Visual Communication Skills

Visual Communication Skills
Visual Communication Skills (Image:,,,

Once upon a time, reading used to be fundamental. Today, it's come to be more of a cursory chore among the masses. Television, video games and the Internet have become the primary means of obtaining information. Now, relaying information depends on the effective use of visual communication skills through graphic design.


Graphic design is based on the idea that information is best conveyed through the combined use of text and images. Within this context, images work to further communicate the message being expressed by the text. Visual communication skills are put to use within the areas of typography, drawing, illustration, sign-making and graphic design. Placement, color, symbol and design are the primary components used to get a message across. The main objective is to present an informative message in such a way that visual cues carry the impact of the message. Design aspects are chosen based on how the audience will interpret them, and not on the designer's aesthetic preferences.


On average, an audience will only take in anywhere from 25 to 50 percent of what they hear and about 50 percent of what they read. Meanwhile, short-term memory capacities hold only 5 to 7 points at a time. The use of visual communication skills can carry and convey much of what's being lost. Where words may complicate, visuals work to simplify and direct the content and impact of the message. When combined with words, design components make use of color and images to frame the tone and emotional content. The combined effect works to reinforce the overall communication objective.


Graphic design elements include the use of cues and symbols to help the audience anticipate what's coming next. Cues come in the form of universal signs (like arrows), layout formats (like paragraphs versus bullets) and colors (like using red for emphasis). Combining words with symbols helps to strengthen the message and make it easier to remember. These techniques address both left-brain and right-brain sensory processes, and so deliver a more cohesive message. These visual communication skills are best conveyed within a well-planned design.

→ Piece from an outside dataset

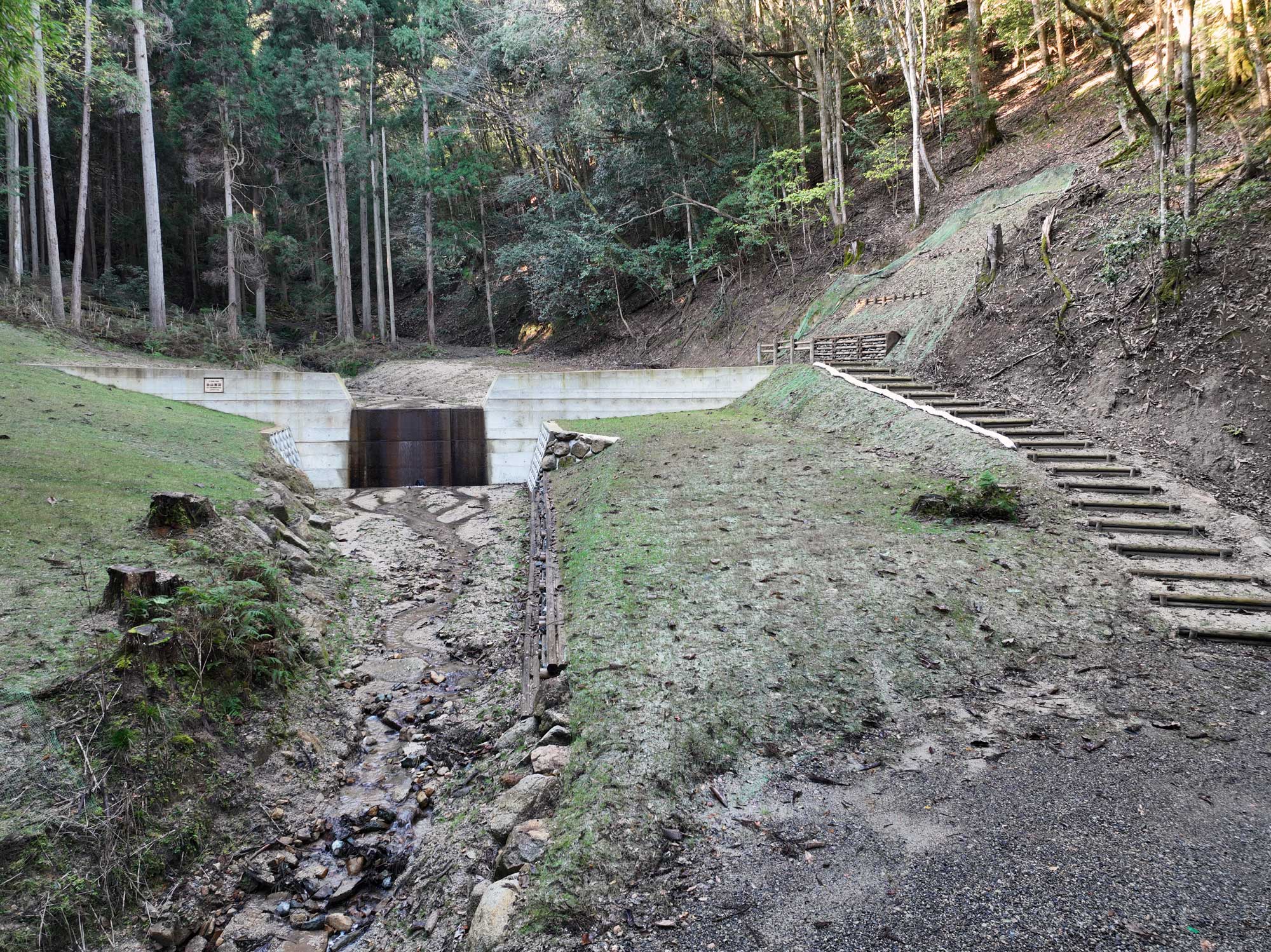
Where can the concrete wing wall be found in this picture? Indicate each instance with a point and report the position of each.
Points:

Layout composition is a key aspect of graphic design. In the case of a web-page layout, a visitor's initial impression is made by how well words and design fit together. Images, colors, shapes, font sizes and navigation tools should all work to create a message that communicates the information contained in the site. A number of studies have been done that identify what parts of the screen a visitor is most likely to view first. The upper left-hand portion is shown to be the first place a visitor's eyes will land. Whether it be a logo, a message or a company name, this area is the starting point for the site's overall message. In effect, composition can be laid out like a bread crumb trail, using visual communication directives that combine graphics with text. (See "Eye Tracking Study: Web Design for Conversion" in "Additional Resources," below, for information on how to lay out your site.)

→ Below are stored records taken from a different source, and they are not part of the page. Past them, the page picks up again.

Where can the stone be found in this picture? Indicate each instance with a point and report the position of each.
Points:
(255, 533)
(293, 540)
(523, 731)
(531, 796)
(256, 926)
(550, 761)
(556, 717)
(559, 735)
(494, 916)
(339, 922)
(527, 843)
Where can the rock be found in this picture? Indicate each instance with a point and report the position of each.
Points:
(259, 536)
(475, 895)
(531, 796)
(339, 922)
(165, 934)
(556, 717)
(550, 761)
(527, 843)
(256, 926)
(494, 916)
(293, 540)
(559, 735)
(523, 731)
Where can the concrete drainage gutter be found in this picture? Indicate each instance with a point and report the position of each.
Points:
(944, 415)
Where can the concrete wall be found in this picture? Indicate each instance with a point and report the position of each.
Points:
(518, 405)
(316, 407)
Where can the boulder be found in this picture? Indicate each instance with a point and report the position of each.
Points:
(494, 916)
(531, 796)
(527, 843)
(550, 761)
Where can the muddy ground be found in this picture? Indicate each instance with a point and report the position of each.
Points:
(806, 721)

The world of web marketing relies heavily on graphic design to communicate an effective message. Design components not only present information to visitors, it communicates with search engines as well. The site's title, keywords and subheads provide the directives needed by search engines to get visitors to the site. Image captions that use site keywords are also tracked by search engines. As such, utilizing effective visual communication skills on the web becomes a two-pronged process where graphics and text must appeal to two different audiences. The challenge lies in balancing the site's message so visitor audiences are given just as much preference as search engine robots.